Rant alert. Far be it from us to lavish praise on Tesco; they were regularly up in front of the Beak having their knuckles rapped for screwing supplier margins into the ground, but they didn’t get as big as they are by accident. One suspects that in no small part is because they encouraged customer loyalty, even giving their shoppers a nice little card to carry around, make them feel good and get a little knocked off their fuel bills. Clever. Many other organisations now do the same, but Tesco, if not one of the first, certainly were very successful with it.
Trying to develop customer loyalty is no more than common sense.

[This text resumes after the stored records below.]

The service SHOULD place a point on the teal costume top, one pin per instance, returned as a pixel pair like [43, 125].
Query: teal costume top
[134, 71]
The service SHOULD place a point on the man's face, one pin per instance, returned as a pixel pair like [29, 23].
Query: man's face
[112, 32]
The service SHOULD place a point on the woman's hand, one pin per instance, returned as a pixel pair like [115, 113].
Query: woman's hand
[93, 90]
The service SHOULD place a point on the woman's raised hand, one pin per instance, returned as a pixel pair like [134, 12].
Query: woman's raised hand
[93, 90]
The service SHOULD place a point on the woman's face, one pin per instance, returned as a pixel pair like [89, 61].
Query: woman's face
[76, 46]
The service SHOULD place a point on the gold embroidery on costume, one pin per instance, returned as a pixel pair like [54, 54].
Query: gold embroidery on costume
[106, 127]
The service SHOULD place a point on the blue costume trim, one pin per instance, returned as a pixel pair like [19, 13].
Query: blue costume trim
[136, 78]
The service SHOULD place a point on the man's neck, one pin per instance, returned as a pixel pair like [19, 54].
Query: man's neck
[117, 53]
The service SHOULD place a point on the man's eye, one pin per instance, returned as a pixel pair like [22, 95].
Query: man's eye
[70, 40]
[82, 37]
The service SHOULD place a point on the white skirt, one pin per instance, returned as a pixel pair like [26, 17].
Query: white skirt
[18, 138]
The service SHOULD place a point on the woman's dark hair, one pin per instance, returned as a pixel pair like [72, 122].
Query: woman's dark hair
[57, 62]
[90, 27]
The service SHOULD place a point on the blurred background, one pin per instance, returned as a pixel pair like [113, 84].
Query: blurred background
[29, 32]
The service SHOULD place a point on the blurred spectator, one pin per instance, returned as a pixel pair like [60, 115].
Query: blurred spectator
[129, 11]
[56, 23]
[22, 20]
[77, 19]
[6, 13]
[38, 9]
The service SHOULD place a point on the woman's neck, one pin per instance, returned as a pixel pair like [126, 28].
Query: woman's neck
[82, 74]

A few years back, the RAC had a membership structure that reduced the annual costs, provided of course you didn’t need to call them out, so that the longer you stayed with them, the more effectively you saved, on what should be called breakdown insurance, until you reached the lowest annual ‘tariff’. Even the pubs a while ago were trialling a beer incentive of getting your seventh pint free. No, as far as I know the offer wasn’t restricted to any given night, rather as an ongoing, stamp your card promotion. We’d all be able to recall many other such schemes.
There are, of course, very good reasons for doing this. In order to attract new customers, marketing, sales and patience are all deployed, and they all have associated costs, and therefore the cost of acquisition is factored into business planning. All organisations with customers budget for cost of acquisition. Here comes the rant. So why do utilities and telecoms companies offer ‘sweeteners’ to new customers and ignore the loyalty of their faithful existing clients? Of course, they’re after the ‘switchers’. But surely, by incentivising the switcher rather than the existing, all that can happen is more existing customers will morph into switchers. This, in turn, leads to a fluid and unreliable client base which as anyone in business will tell you, is to be avoided at all costs.
If we were to come into your organisation with a marketing plan that would transform what was a great, steady and collaborative client base into a quivering mass of uncertainty and would quadruple your marketing spend, we would expect to be shown the door pretty sharpish. Yet some bright sparks seem to have thought that was a good idea. So, all utilities and telcos, best not talk to us, eh? We think our clients do like stability and customer loyalty, and they don’t like spending four times than they need to on marketing. Come on chaps, figure it out.